On a trip through Hong Kong, Shanghai and Chengdu, AnOther delves into the artists and art institutions that are defining culture in China today
Hong Kong is a city designed to be viewed from an altitude. With the world’s largest number of skyscrapers – there are over 9,000 high-rise buildings, and more than 400 skyscrapers – nestled amongst the city’s winding highways and subtropical verdant mountains, walking through the city is a disorientating experience, like it’s built for cars, not humans. One of the best views of the city can be found at Salisterra, a panoramic bar on the 49th floor of The Upper House hotel that looks out onto Victoria Harbour, Kowloon side, with its glittering landscape of skyscrapers and enormous LED screens wrapped around the sides of buildings; no real-life city comes closer to the one depicted in Ridley Scott’s Blade Runner (the director cited the city as a major influence for his dystopian sci-fi).

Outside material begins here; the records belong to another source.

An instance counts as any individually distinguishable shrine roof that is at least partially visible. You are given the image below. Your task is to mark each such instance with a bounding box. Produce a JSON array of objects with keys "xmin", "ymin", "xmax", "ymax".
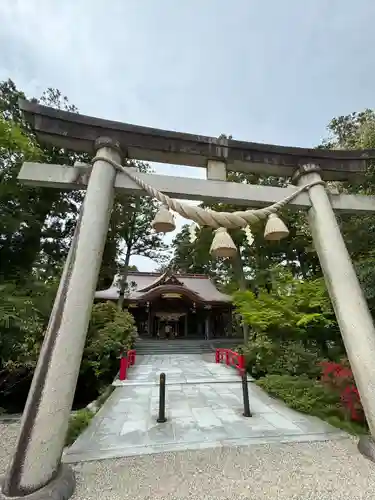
[{"xmin": 95, "ymin": 271, "xmax": 232, "ymax": 302}]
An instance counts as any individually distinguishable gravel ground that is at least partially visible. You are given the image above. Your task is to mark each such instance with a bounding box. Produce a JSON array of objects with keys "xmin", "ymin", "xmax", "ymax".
[{"xmin": 0, "ymin": 424, "xmax": 375, "ymax": 500}]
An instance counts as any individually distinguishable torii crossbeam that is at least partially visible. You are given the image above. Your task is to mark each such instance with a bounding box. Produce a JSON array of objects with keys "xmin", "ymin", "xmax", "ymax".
[{"xmin": 0, "ymin": 101, "xmax": 375, "ymax": 498}]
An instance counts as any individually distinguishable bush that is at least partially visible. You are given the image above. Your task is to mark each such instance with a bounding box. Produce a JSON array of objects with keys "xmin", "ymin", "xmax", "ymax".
[
  {"xmin": 256, "ymin": 375, "xmax": 366, "ymax": 434},
  {"xmin": 78, "ymin": 302, "xmax": 137, "ymax": 399},
  {"xmin": 243, "ymin": 334, "xmax": 320, "ymax": 378},
  {"xmin": 65, "ymin": 408, "xmax": 94, "ymax": 446},
  {"xmin": 321, "ymin": 360, "xmax": 365, "ymax": 423},
  {"xmin": 257, "ymin": 375, "xmax": 340, "ymax": 416}
]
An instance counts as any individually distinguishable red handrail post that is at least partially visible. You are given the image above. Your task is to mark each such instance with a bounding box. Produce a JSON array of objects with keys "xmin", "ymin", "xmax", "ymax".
[
  {"xmin": 119, "ymin": 356, "xmax": 128, "ymax": 380},
  {"xmin": 128, "ymin": 349, "xmax": 135, "ymax": 366},
  {"xmin": 238, "ymin": 354, "xmax": 246, "ymax": 377}
]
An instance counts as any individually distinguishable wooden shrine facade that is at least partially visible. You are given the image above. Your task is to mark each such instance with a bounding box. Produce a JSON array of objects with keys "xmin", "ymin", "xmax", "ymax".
[{"xmin": 95, "ymin": 271, "xmax": 232, "ymax": 340}]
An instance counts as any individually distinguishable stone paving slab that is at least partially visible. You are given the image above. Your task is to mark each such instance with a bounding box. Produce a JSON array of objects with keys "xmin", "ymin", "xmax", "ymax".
[
  {"xmin": 113, "ymin": 353, "xmax": 253, "ymax": 387},
  {"xmin": 64, "ymin": 355, "xmax": 347, "ymax": 462}
]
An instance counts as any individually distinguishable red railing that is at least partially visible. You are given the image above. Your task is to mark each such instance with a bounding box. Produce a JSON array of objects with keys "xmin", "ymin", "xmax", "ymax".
[
  {"xmin": 119, "ymin": 349, "xmax": 135, "ymax": 380},
  {"xmin": 215, "ymin": 349, "xmax": 245, "ymax": 377}
]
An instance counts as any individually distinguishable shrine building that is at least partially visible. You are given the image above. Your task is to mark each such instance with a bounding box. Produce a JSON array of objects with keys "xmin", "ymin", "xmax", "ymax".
[{"xmin": 95, "ymin": 271, "xmax": 233, "ymax": 340}]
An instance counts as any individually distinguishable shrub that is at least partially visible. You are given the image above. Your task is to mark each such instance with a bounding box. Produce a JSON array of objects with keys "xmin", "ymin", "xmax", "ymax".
[
  {"xmin": 80, "ymin": 302, "xmax": 136, "ymax": 392},
  {"xmin": 243, "ymin": 334, "xmax": 320, "ymax": 378},
  {"xmin": 65, "ymin": 408, "xmax": 94, "ymax": 446},
  {"xmin": 256, "ymin": 375, "xmax": 366, "ymax": 434},
  {"xmin": 257, "ymin": 375, "xmax": 340, "ymax": 417},
  {"xmin": 321, "ymin": 360, "xmax": 365, "ymax": 423}
]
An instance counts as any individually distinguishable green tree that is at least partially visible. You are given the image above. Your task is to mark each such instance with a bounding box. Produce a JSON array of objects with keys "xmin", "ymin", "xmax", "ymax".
[{"xmin": 0, "ymin": 80, "xmax": 84, "ymax": 281}]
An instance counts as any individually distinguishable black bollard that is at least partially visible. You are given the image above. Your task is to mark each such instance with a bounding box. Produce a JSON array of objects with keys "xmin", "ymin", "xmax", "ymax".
[
  {"xmin": 156, "ymin": 373, "xmax": 167, "ymax": 424},
  {"xmin": 242, "ymin": 373, "xmax": 251, "ymax": 417}
]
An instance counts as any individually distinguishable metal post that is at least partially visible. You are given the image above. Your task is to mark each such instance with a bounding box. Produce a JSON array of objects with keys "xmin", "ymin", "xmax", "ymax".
[
  {"xmin": 295, "ymin": 165, "xmax": 375, "ymax": 458},
  {"xmin": 119, "ymin": 355, "xmax": 128, "ymax": 380},
  {"xmin": 156, "ymin": 373, "xmax": 167, "ymax": 424},
  {"xmin": 0, "ymin": 138, "xmax": 121, "ymax": 499},
  {"xmin": 241, "ymin": 373, "xmax": 251, "ymax": 417}
]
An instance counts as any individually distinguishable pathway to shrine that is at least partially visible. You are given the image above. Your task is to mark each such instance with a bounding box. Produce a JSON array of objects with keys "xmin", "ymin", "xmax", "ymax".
[{"xmin": 63, "ymin": 354, "xmax": 348, "ymax": 463}]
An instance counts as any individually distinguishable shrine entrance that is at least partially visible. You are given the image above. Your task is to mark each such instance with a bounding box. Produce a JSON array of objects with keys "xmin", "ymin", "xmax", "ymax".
[{"xmin": 2, "ymin": 96, "xmax": 375, "ymax": 498}]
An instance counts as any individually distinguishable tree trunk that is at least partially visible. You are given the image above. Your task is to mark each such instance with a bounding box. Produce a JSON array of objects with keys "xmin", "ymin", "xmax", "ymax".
[
  {"xmin": 233, "ymin": 249, "xmax": 249, "ymax": 345},
  {"xmin": 117, "ymin": 245, "xmax": 131, "ymax": 311}
]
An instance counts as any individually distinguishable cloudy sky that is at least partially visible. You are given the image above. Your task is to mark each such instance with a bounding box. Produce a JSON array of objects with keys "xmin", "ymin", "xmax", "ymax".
[{"xmin": 0, "ymin": 0, "xmax": 375, "ymax": 270}]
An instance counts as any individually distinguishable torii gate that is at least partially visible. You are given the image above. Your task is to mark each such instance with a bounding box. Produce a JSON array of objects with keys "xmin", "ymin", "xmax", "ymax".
[{"xmin": 0, "ymin": 101, "xmax": 375, "ymax": 499}]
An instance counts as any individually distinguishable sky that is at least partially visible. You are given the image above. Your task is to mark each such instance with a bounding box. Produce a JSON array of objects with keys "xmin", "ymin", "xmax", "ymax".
[{"xmin": 0, "ymin": 0, "xmax": 375, "ymax": 271}]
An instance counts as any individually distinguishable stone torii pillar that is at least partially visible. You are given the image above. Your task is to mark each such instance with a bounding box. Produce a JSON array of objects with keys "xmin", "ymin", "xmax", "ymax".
[
  {"xmin": 0, "ymin": 138, "xmax": 121, "ymax": 500},
  {"xmin": 293, "ymin": 164, "xmax": 375, "ymax": 460}
]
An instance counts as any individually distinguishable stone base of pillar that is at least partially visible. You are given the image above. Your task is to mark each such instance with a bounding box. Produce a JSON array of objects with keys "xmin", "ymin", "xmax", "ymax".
[
  {"xmin": 0, "ymin": 464, "xmax": 76, "ymax": 500},
  {"xmin": 358, "ymin": 436, "xmax": 375, "ymax": 462}
]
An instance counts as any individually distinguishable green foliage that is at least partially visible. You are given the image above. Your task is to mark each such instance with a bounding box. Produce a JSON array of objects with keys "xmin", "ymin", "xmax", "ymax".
[
  {"xmin": 256, "ymin": 375, "xmax": 366, "ymax": 434},
  {"xmin": 243, "ymin": 334, "xmax": 320, "ymax": 378},
  {"xmin": 65, "ymin": 408, "xmax": 94, "ymax": 446},
  {"xmin": 257, "ymin": 375, "xmax": 340, "ymax": 416},
  {"xmin": 234, "ymin": 268, "xmax": 342, "ymax": 356},
  {"xmin": 80, "ymin": 302, "xmax": 137, "ymax": 390}
]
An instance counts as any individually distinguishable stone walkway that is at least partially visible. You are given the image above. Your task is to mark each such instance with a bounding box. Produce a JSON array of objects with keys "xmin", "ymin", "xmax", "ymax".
[{"xmin": 64, "ymin": 355, "xmax": 347, "ymax": 463}]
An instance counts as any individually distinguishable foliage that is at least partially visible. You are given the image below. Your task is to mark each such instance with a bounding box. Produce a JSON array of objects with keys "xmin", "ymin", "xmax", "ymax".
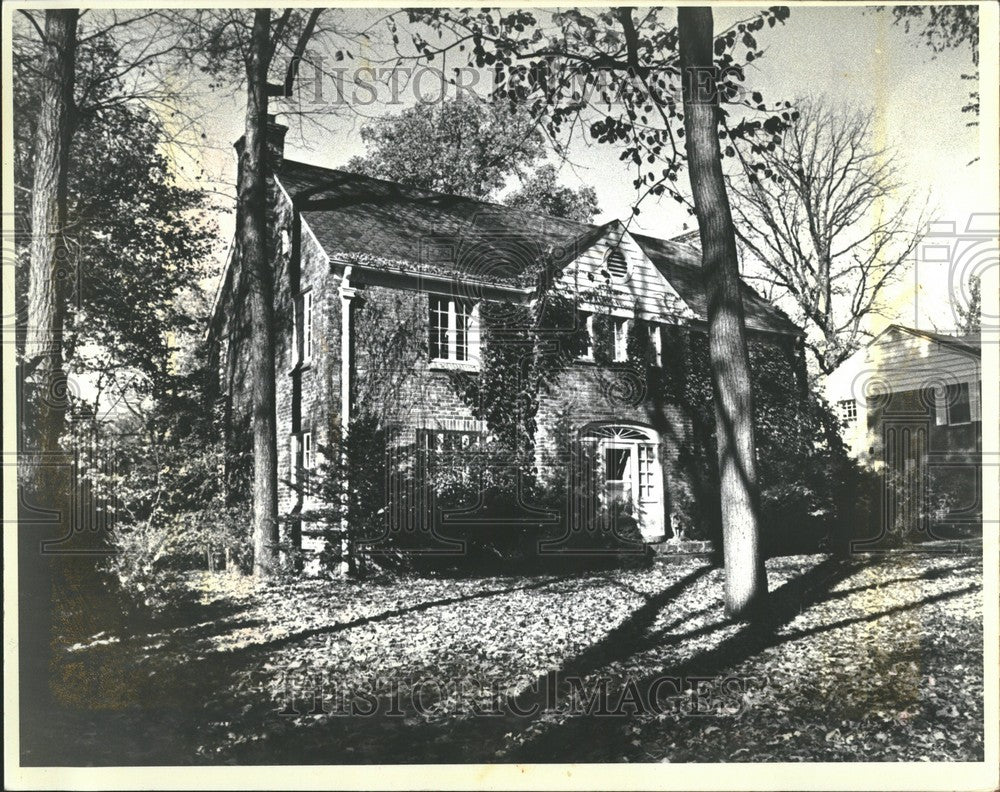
[
  {"xmin": 647, "ymin": 328, "xmax": 864, "ymax": 553},
  {"xmin": 82, "ymin": 344, "xmax": 248, "ymax": 605},
  {"xmin": 404, "ymin": 6, "xmax": 794, "ymax": 214},
  {"xmin": 56, "ymin": 553, "xmax": 984, "ymax": 766},
  {"xmin": 956, "ymin": 277, "xmax": 983, "ymax": 334},
  {"xmin": 14, "ymin": 30, "xmax": 216, "ymax": 402},
  {"xmin": 347, "ymin": 94, "xmax": 597, "ymax": 222},
  {"xmin": 729, "ymin": 99, "xmax": 926, "ymax": 374},
  {"xmin": 347, "ymin": 96, "xmax": 543, "ymax": 200},
  {"xmin": 504, "ymin": 163, "xmax": 598, "ymax": 223}
]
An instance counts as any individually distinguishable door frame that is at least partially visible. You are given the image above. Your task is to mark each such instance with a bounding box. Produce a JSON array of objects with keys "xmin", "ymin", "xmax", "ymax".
[{"xmin": 580, "ymin": 421, "xmax": 666, "ymax": 542}]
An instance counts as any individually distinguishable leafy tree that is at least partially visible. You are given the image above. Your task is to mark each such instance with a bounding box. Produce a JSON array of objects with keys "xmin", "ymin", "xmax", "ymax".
[
  {"xmin": 179, "ymin": 8, "xmax": 332, "ymax": 577},
  {"xmin": 347, "ymin": 97, "xmax": 544, "ymax": 200},
  {"xmin": 22, "ymin": 9, "xmax": 79, "ymax": 487},
  {"xmin": 958, "ymin": 277, "xmax": 983, "ymax": 333},
  {"xmin": 730, "ymin": 100, "xmax": 925, "ymax": 374},
  {"xmin": 409, "ymin": 6, "xmax": 793, "ymax": 615},
  {"xmin": 347, "ymin": 96, "xmax": 597, "ymax": 222},
  {"xmin": 14, "ymin": 37, "xmax": 215, "ymax": 406},
  {"xmin": 892, "ymin": 5, "xmax": 979, "ymax": 118},
  {"xmin": 74, "ymin": 340, "xmax": 250, "ymax": 605},
  {"xmin": 677, "ymin": 7, "xmax": 767, "ymax": 616}
]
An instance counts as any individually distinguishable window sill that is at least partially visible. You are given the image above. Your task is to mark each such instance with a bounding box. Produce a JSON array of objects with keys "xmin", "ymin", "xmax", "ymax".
[{"xmin": 427, "ymin": 360, "xmax": 479, "ymax": 371}]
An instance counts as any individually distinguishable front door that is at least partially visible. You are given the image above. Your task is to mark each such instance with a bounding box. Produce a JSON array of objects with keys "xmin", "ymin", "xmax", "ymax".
[{"xmin": 588, "ymin": 426, "xmax": 664, "ymax": 542}]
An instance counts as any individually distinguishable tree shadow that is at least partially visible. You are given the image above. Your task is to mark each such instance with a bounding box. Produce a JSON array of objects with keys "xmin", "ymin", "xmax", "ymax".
[{"xmin": 504, "ymin": 557, "xmax": 980, "ymax": 762}]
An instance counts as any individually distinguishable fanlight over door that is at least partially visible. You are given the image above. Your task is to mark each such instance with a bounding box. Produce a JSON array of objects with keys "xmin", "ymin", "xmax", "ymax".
[{"xmin": 582, "ymin": 424, "xmax": 664, "ymax": 542}]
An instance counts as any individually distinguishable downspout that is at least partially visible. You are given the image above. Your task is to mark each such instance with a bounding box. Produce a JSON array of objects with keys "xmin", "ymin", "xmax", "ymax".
[
  {"xmin": 339, "ymin": 264, "xmax": 358, "ymax": 575},
  {"xmin": 340, "ymin": 264, "xmax": 358, "ymax": 435}
]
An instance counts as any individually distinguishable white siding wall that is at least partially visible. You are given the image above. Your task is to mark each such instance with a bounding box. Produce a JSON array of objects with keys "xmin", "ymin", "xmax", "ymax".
[{"xmin": 866, "ymin": 329, "xmax": 982, "ymax": 406}]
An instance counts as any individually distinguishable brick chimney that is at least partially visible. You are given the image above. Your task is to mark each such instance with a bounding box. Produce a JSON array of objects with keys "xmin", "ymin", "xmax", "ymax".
[{"xmin": 233, "ymin": 113, "xmax": 288, "ymax": 170}]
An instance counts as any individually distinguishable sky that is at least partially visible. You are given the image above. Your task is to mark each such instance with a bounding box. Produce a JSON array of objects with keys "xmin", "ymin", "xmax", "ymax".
[{"xmin": 164, "ymin": 5, "xmax": 995, "ymax": 332}]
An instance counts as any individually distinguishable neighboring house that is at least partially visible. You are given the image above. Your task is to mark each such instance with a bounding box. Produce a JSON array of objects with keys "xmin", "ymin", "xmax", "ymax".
[
  {"xmin": 824, "ymin": 347, "xmax": 871, "ymax": 460},
  {"xmin": 209, "ymin": 117, "xmax": 805, "ymax": 568},
  {"xmin": 828, "ymin": 324, "xmax": 982, "ymax": 532}
]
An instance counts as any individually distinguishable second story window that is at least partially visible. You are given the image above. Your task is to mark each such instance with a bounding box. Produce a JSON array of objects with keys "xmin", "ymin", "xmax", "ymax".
[
  {"xmin": 948, "ymin": 382, "xmax": 972, "ymax": 426},
  {"xmin": 612, "ymin": 317, "xmax": 629, "ymax": 363},
  {"xmin": 837, "ymin": 399, "xmax": 858, "ymax": 423},
  {"xmin": 429, "ymin": 295, "xmax": 479, "ymax": 363},
  {"xmin": 292, "ymin": 290, "xmax": 313, "ymax": 366}
]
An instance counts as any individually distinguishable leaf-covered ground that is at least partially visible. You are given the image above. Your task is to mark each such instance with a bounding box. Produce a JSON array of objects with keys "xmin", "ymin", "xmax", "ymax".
[{"xmin": 35, "ymin": 554, "xmax": 983, "ymax": 764}]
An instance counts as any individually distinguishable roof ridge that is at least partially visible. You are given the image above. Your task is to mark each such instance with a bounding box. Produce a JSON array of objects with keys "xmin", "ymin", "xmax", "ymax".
[{"xmin": 278, "ymin": 158, "xmax": 600, "ymax": 233}]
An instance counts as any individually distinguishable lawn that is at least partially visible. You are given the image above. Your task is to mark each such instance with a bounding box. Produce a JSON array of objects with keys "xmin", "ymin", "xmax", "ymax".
[{"xmin": 33, "ymin": 554, "xmax": 983, "ymax": 764}]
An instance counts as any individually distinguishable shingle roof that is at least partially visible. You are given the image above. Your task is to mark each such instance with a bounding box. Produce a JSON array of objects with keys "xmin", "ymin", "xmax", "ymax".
[
  {"xmin": 890, "ymin": 324, "xmax": 982, "ymax": 355},
  {"xmin": 277, "ymin": 160, "xmax": 800, "ymax": 333},
  {"xmin": 632, "ymin": 234, "xmax": 802, "ymax": 335}
]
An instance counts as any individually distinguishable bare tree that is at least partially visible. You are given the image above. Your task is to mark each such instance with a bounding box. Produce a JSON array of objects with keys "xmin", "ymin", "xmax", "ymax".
[
  {"xmin": 677, "ymin": 6, "xmax": 767, "ymax": 617},
  {"xmin": 730, "ymin": 100, "xmax": 926, "ymax": 374},
  {"xmin": 23, "ymin": 9, "xmax": 79, "ymax": 486}
]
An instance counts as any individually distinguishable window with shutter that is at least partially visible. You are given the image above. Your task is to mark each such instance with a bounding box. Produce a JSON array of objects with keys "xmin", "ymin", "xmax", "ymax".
[
  {"xmin": 948, "ymin": 382, "xmax": 972, "ymax": 426},
  {"xmin": 292, "ymin": 290, "xmax": 313, "ymax": 366}
]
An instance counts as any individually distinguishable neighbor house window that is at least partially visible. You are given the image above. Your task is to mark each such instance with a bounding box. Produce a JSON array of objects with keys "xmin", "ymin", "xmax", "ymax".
[
  {"xmin": 614, "ymin": 318, "xmax": 629, "ymax": 362},
  {"xmin": 837, "ymin": 399, "xmax": 858, "ymax": 423},
  {"xmin": 429, "ymin": 295, "xmax": 479, "ymax": 363},
  {"xmin": 649, "ymin": 323, "xmax": 663, "ymax": 368},
  {"xmin": 604, "ymin": 247, "xmax": 628, "ymax": 283},
  {"xmin": 580, "ymin": 313, "xmax": 594, "ymax": 360},
  {"xmin": 947, "ymin": 382, "xmax": 972, "ymax": 426},
  {"xmin": 289, "ymin": 432, "xmax": 316, "ymax": 493},
  {"xmin": 292, "ymin": 290, "xmax": 313, "ymax": 366}
]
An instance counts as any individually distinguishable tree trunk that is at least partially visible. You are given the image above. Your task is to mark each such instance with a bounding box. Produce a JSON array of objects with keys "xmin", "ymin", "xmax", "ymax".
[
  {"xmin": 23, "ymin": 9, "xmax": 79, "ymax": 482},
  {"xmin": 677, "ymin": 7, "xmax": 767, "ymax": 618},
  {"xmin": 237, "ymin": 8, "xmax": 278, "ymax": 577}
]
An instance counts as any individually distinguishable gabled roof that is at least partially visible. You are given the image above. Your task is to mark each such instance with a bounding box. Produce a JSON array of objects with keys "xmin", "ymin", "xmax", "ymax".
[
  {"xmin": 277, "ymin": 160, "xmax": 801, "ymax": 334},
  {"xmin": 868, "ymin": 324, "xmax": 982, "ymax": 357}
]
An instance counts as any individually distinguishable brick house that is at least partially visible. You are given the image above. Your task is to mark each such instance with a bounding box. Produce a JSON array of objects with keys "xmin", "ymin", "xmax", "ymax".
[{"xmin": 209, "ymin": 122, "xmax": 805, "ymax": 568}]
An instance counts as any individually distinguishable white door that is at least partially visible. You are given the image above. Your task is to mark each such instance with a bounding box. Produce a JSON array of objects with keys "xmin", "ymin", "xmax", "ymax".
[{"xmin": 587, "ymin": 425, "xmax": 664, "ymax": 542}]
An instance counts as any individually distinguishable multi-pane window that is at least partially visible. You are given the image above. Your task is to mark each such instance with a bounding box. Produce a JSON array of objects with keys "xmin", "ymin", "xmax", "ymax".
[
  {"xmin": 649, "ymin": 323, "xmax": 663, "ymax": 368},
  {"xmin": 638, "ymin": 443, "xmax": 656, "ymax": 503},
  {"xmin": 605, "ymin": 248, "xmax": 628, "ymax": 281},
  {"xmin": 289, "ymin": 432, "xmax": 316, "ymax": 493},
  {"xmin": 837, "ymin": 399, "xmax": 858, "ymax": 423},
  {"xmin": 429, "ymin": 295, "xmax": 479, "ymax": 362},
  {"xmin": 292, "ymin": 291, "xmax": 313, "ymax": 366},
  {"xmin": 417, "ymin": 429, "xmax": 482, "ymax": 481},
  {"xmin": 948, "ymin": 382, "xmax": 972, "ymax": 426},
  {"xmin": 580, "ymin": 313, "xmax": 594, "ymax": 360},
  {"xmin": 613, "ymin": 317, "xmax": 629, "ymax": 362}
]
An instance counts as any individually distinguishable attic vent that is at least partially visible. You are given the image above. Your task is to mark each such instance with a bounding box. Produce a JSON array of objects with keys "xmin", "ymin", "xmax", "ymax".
[{"xmin": 604, "ymin": 248, "xmax": 628, "ymax": 281}]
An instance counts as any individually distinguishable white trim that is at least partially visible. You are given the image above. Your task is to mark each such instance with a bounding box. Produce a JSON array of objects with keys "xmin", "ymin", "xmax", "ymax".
[
  {"xmin": 205, "ymin": 241, "xmax": 236, "ymax": 338},
  {"xmin": 611, "ymin": 316, "xmax": 632, "ymax": 363},
  {"xmin": 339, "ymin": 266, "xmax": 358, "ymax": 433}
]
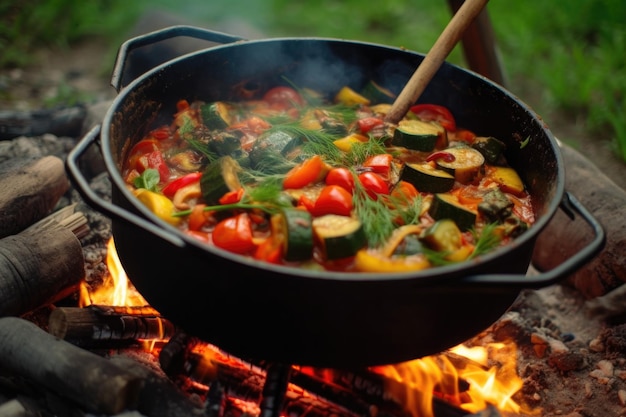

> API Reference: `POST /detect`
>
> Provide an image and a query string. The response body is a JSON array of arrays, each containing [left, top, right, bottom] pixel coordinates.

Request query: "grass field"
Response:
[[0, 0, 626, 161]]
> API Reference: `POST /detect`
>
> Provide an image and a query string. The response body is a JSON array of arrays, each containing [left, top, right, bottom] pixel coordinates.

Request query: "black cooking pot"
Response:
[[67, 26, 604, 367]]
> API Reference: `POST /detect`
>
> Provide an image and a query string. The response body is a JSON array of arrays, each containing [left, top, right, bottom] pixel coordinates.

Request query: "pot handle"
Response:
[[463, 191, 606, 288], [65, 125, 187, 248], [111, 25, 245, 92]]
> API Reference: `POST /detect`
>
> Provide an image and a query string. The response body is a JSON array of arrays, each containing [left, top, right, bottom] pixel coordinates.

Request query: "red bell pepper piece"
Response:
[[356, 116, 385, 133], [324, 167, 354, 192], [311, 185, 353, 216], [410, 104, 456, 132], [283, 155, 326, 189], [162, 172, 202, 198], [212, 213, 255, 254]]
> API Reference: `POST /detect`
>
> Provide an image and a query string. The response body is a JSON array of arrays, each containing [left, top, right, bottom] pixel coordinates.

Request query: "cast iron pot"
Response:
[[67, 26, 604, 368]]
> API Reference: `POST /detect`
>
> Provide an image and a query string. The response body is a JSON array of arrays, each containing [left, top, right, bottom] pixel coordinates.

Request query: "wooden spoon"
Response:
[[385, 0, 489, 124]]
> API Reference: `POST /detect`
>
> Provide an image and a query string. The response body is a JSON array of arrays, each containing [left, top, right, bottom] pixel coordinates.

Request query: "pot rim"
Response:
[[101, 37, 565, 283]]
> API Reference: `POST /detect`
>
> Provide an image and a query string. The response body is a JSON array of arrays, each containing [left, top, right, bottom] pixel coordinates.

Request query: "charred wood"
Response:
[[0, 317, 142, 414], [0, 207, 85, 316], [48, 305, 175, 346], [0, 156, 70, 237]]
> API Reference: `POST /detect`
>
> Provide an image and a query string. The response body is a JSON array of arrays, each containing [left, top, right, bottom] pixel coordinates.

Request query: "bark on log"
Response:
[[48, 306, 175, 346], [0, 156, 70, 237], [0, 317, 142, 414], [532, 145, 626, 299], [0, 216, 85, 317]]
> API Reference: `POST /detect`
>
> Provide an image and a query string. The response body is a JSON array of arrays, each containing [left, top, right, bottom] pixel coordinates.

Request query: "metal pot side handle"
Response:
[[111, 25, 245, 92], [463, 191, 606, 288], [65, 125, 187, 248]]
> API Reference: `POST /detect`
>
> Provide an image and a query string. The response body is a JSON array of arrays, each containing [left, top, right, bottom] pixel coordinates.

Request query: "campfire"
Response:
[[0, 131, 626, 417]]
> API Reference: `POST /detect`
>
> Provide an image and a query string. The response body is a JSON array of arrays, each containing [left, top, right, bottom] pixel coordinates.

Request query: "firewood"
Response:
[[0, 156, 70, 237], [48, 306, 175, 346], [0, 207, 86, 317], [0, 317, 142, 414], [532, 145, 626, 299]]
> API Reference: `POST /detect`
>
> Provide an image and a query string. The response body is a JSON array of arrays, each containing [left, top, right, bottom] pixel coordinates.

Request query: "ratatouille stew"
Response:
[[123, 82, 534, 272]]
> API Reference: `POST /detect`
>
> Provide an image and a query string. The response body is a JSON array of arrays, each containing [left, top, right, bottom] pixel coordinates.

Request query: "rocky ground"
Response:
[[0, 21, 626, 417]]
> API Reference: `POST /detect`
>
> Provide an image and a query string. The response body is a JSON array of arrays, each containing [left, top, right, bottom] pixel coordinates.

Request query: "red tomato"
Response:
[[363, 153, 393, 176], [263, 86, 304, 110], [213, 213, 255, 254], [359, 171, 389, 200], [357, 117, 385, 133], [163, 172, 202, 198], [311, 185, 353, 216], [283, 155, 325, 189], [411, 104, 456, 132], [324, 167, 354, 192]]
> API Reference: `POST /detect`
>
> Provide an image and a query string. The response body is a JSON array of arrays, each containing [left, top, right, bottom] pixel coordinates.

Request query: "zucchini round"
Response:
[[391, 119, 448, 152], [400, 163, 455, 193], [435, 146, 485, 184], [428, 194, 477, 231], [313, 214, 367, 260], [200, 156, 241, 205]]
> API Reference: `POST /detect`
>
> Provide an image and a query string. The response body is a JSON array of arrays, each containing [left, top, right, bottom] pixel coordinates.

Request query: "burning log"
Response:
[[48, 305, 176, 346], [0, 206, 86, 316], [0, 156, 70, 237], [0, 317, 142, 414]]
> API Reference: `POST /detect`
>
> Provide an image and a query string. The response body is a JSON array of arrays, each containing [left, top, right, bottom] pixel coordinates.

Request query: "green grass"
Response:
[[0, 0, 626, 161]]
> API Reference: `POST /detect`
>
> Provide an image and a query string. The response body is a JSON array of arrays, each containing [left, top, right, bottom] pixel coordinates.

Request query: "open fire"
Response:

The notorious smog that cloaks the Hong Kong skyline, turning the sun and surrounding atmosphere a hypnotic, claustrophobic orange, only adds to the cinematic feel of the place. And with so many iconic film scenes set here – there’s policeman Qiwu chasing a mysterious girl in a blonde wig through a shopping arcade in Chungking Express, Maggie Cheung strutting up and down the city’s alleyways in exquisite cheongsam dresses in In The Mood For Love, and a gun-wielding confrontation between a gangster and a cop, set on a roof against the vast Hong Kong skyline, in crime thriller Internal Affairs – it’s easy to see why directors were so taken with this city; just like the films set here, Hong Kong is frantic, intoxicating, and full of colour, character, and life.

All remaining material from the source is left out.